Description

Agent wellness & maintenance suite. Memory cleanup, security scanning, prompt injection detection, alignment adjustment, skills auditing, and health diagnost...

README (SKILL.md)

ClawSpa 💆

Name: ClawSpa
Author: whooshinglander

5 core local treatments, plus 1 optional add-on:

🧴 Deep Cleanse — Memory optimization (MEMORY.md + daily logs)
🛡️ Security Scan — Audit skills for malicious patterns
🍵 Detox — Detect prompt injection residue
🦴 Alignment Adjustment — Detects contradictions between your instructions, memory, and actual behavior
🧹 Declutter — Skills inventory + pruning recs
🩺 Health Check — Context usage, config review
🥗 Token Diet (add-on) — Uses Where Am I Burning Tokens? to audit token spend and trim context calories

Commands

Setup

On first run, create ~/.openclaw/clawspa/ with config.md and history/. Optional cloud analysis is documented on clawspa.org, not in the published skill bundle.

Local Treatments (free)

🧴 Deep Cleanse — See references/deep-cleanse.md for full procedure. Scans memory files for stale entries, duplicates, and bloat. Never modifies without approval.

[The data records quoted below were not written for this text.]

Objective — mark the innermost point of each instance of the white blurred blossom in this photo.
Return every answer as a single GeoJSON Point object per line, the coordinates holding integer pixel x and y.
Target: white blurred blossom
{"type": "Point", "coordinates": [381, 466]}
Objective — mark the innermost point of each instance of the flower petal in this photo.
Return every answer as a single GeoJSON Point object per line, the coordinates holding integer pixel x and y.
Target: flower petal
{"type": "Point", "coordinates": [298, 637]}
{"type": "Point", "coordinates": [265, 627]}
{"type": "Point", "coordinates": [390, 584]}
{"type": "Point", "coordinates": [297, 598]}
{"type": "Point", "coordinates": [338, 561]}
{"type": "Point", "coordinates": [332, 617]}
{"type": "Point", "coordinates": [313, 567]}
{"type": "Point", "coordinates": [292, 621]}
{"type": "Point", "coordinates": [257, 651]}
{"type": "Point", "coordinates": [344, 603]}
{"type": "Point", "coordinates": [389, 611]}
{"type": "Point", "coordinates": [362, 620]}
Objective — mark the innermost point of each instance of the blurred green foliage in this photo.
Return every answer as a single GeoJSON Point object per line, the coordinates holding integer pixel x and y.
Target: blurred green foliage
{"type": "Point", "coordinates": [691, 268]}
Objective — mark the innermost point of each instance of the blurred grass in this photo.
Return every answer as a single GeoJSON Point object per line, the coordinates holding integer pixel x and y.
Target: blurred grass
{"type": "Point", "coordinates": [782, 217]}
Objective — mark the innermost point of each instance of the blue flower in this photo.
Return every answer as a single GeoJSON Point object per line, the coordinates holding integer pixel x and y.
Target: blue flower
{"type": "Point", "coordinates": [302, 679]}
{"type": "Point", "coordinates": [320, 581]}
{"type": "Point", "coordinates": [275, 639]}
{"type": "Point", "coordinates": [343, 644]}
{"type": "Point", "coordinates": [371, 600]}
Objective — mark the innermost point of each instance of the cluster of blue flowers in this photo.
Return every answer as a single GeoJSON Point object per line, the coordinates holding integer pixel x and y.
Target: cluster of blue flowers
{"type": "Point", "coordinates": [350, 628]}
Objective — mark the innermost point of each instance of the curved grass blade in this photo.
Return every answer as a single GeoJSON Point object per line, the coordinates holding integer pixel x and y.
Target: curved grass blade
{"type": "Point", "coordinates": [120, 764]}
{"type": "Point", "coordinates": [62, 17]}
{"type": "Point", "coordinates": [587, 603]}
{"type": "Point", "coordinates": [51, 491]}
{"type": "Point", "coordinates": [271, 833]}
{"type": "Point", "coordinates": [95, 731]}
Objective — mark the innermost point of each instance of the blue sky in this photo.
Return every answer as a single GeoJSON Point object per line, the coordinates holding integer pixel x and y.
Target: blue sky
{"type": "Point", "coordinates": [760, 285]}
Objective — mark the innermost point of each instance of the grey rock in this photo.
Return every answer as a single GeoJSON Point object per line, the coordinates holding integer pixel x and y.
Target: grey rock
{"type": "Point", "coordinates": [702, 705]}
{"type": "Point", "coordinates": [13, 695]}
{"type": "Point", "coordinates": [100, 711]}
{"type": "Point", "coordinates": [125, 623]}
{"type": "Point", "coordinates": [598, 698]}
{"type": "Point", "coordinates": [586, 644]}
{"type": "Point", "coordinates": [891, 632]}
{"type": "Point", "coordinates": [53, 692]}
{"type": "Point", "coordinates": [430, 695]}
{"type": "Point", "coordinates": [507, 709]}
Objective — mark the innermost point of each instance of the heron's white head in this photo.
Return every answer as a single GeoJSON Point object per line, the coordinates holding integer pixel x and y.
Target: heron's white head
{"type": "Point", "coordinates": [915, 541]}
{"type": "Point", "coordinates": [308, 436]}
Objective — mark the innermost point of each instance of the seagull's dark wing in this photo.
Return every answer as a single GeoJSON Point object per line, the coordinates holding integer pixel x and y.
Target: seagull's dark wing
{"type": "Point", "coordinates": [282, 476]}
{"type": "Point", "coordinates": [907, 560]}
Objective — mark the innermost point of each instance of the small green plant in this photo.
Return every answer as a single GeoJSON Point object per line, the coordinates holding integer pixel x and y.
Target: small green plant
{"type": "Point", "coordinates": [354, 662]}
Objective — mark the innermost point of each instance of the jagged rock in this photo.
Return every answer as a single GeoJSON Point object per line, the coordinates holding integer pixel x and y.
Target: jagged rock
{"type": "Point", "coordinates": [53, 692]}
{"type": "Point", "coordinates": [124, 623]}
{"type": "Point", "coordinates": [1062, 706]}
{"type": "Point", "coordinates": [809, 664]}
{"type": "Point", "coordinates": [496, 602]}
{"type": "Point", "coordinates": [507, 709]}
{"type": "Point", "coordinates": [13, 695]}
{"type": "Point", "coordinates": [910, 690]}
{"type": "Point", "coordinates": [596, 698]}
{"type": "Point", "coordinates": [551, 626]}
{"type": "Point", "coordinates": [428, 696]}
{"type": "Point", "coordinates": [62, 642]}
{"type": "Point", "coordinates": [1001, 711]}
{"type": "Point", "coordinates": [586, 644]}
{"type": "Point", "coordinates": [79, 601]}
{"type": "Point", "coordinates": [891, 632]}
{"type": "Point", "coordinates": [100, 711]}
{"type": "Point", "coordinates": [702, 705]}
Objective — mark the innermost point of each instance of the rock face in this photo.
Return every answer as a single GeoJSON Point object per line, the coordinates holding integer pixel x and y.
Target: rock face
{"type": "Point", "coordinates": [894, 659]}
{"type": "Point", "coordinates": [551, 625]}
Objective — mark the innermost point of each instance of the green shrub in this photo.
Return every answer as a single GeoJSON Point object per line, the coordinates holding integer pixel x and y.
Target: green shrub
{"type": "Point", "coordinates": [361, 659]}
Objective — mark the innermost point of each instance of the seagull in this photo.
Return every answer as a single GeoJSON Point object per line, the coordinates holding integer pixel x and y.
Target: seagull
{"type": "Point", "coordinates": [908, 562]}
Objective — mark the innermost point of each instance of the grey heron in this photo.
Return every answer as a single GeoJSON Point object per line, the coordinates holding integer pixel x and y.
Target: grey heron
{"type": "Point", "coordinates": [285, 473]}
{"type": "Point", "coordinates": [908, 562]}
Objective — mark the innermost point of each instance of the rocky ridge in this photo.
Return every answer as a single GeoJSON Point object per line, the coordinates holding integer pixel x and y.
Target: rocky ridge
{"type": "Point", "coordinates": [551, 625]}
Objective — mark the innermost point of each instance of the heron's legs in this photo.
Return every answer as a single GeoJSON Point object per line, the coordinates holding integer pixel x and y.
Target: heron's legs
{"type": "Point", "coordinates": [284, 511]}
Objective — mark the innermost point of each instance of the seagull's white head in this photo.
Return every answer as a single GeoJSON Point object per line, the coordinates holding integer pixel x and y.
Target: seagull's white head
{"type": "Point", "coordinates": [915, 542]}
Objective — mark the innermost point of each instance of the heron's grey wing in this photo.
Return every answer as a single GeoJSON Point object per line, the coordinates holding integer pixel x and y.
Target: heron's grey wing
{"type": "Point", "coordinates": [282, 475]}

🛡️ Security Scan — See references/security-scan.md for scan procedure and pattern list. Audits installed skills and rates them by risk level.

🍵 Detox — See references/detox.md for detection procedure. Scans memory for residue from past interactions. Reports without deleting.

🦴 Alignment Adjustment — See references/alignment-adjustment.md for full procedure. Detects misalignment between user intent and agent config. Presents findings as suggestions, never auto-modifies.

🧹 Declutter — See references/declutter.md for inventory procedure. Assesses skill usage and identifies redundancy. Never uninstalls without approval.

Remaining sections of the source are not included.